I’m analyzing RNA-seq data but I’m unsure about the best approach, so I’d like to ask for advice. In my study, a drug was applied to human skin, and subjects were divided into an improvement group and a non-improvement group. For each group, RNA-seq data were obtained before and after drug application. Using this data, I want to clarify which genes and pathways change during improvement.
When constructing the design matrix in edgeR, should I use a model that considers the interaction between Time (before vs. after application) and Group (improvement vs. non-improvement), i.e., TimeGroup? In theory, I think TimeGroup would be correct, but I have rarely seen papers that actually consider interactions. If you have experience with this, I’d appreciate your input.
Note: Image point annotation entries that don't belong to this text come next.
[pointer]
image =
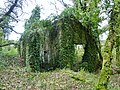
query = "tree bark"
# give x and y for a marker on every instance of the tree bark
(107, 58)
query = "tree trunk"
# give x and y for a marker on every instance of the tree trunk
(106, 68)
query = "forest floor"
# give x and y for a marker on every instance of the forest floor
(15, 77)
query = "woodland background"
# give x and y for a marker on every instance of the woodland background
(63, 51)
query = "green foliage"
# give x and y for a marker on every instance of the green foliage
(17, 78)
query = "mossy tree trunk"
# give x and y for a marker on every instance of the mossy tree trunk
(118, 51)
(109, 45)
(106, 68)
(1, 37)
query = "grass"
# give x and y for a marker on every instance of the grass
(13, 76)
(16, 78)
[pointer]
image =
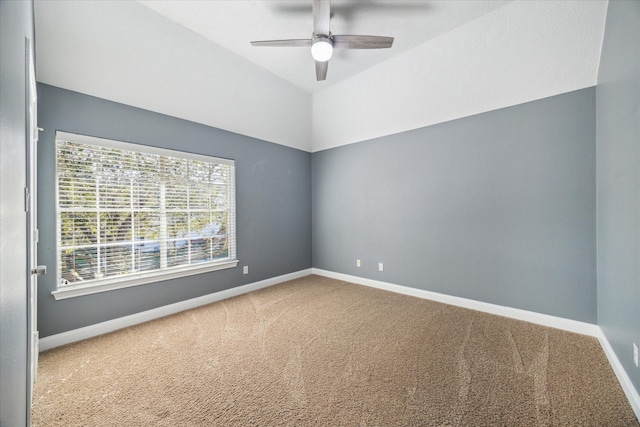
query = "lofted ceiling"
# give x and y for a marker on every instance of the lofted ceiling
(193, 60)
(233, 24)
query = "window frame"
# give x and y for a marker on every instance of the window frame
(140, 278)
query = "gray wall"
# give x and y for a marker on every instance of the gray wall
(273, 200)
(618, 121)
(16, 25)
(498, 207)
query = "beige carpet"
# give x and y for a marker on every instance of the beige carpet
(316, 351)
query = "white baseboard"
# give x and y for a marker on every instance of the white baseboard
(584, 328)
(515, 313)
(79, 334)
(623, 378)
(528, 316)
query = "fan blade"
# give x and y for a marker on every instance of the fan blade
(283, 43)
(362, 42)
(321, 70)
(321, 17)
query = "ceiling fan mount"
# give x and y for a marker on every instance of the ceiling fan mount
(323, 42)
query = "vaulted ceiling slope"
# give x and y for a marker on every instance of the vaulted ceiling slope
(193, 60)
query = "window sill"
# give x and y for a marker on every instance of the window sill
(71, 291)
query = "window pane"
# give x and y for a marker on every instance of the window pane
(123, 210)
(78, 228)
(79, 264)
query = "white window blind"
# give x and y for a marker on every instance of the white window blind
(126, 212)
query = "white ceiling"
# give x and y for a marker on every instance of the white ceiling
(233, 24)
(193, 60)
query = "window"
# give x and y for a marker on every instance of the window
(130, 214)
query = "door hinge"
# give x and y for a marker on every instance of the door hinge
(27, 199)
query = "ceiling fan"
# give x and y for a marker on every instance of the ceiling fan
(323, 42)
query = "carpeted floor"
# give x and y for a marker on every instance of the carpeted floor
(317, 351)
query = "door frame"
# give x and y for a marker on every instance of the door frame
(32, 221)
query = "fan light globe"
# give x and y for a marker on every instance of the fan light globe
(321, 49)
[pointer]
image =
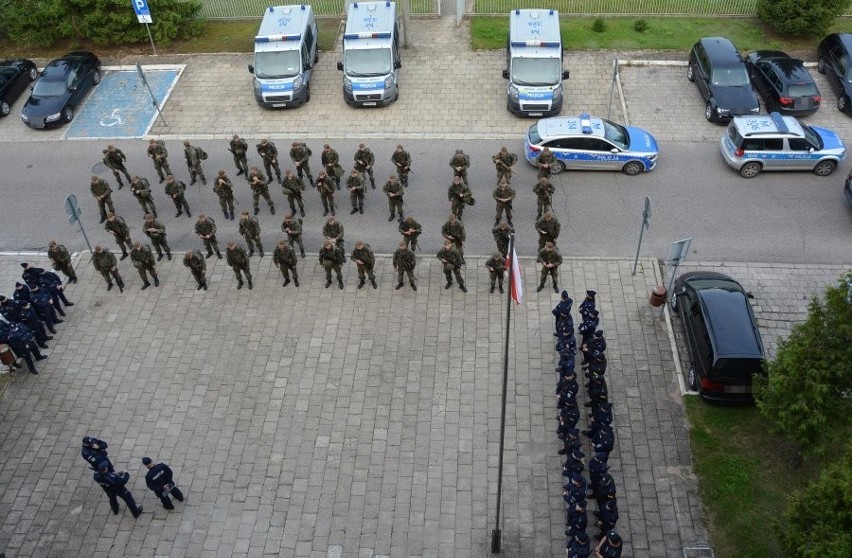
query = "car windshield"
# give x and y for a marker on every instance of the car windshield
(616, 134)
(730, 77)
(536, 71)
(367, 62)
(277, 64)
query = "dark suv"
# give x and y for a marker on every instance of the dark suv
(718, 70)
(721, 336)
(834, 61)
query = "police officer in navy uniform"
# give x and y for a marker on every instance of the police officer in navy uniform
(94, 453)
(160, 480)
(114, 484)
Well, most papers do not have a detailed methods section on the actual under-the-hood way of how they make their design matrix, neither do most papers show code. I think a normal
~time+group+time:group
setup, or alternatively a full factorial~0 + time_group
(which is equivalent but more flexible in making contrasts) is the most standard thing to do in most analysis setups.If you omit the interaction then you assume that the time effect is stable across groups. I almost always go with the full factorial model in such a case.
As subjects seem to be measured before and after, a subject effect should be considered.
I suggest you to read "3.5 Comparisons both between and within subjects" in the edgeR documentation.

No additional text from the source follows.